Backups Are Boring Until You Lose Everything — Here's My 5-Tier System
Foundations Beginner 10 min read

Backups Are Boring Until You Lose Everything — Here's My 5-Tier System

I built a 5-tier backup system for my workstation: project files, AI config, API tools, system config, and evidentiary archives. Here's the architecture.

By J. Martin · · linux
Table of Contents

Why Should You Care?

I run a solo engineering operation: custom AI infrastructure, deployed web services, a documentary project with years of personal archives, and dozens of API integrations with OAuth tokens that took hours to configure. If my workstation drive failed today, what would I actually lose?
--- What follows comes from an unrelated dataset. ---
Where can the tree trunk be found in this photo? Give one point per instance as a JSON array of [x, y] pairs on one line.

Before I built this system: everything. After: maybe an hour of recent work.

Backup philosophy is deceptively simple — copy important files somewhere else. The complexity is in the triage: figuring out what matters, how often it changes, and how catastrophic losing it would be. That triage shapes your entire strategy.

The Three Backup Destinations

I use two physical destinations and one cloud:

SanDisk 2TB external drive (/mnt/sandisk2tb, exFAT) — primary backup target. Cross-platform filesystem means I can read it from any OS. Plugs in when I run backups, unplugs when I don’t — an offline copy is immune to ransomware and accidental rm -rf.

GitHub private repo (StankyDanko/claude-config-backup) — sanitized cloud mirror of AI config and code. No credentials, no conversation history, just code and settings. Survives the house burning down.

The workstation itself — working copy. Not a backup, but the source of truth for everything actively in progress.

The 5-Tier Architecture

The tiers are ordered by criticality and recovery cost.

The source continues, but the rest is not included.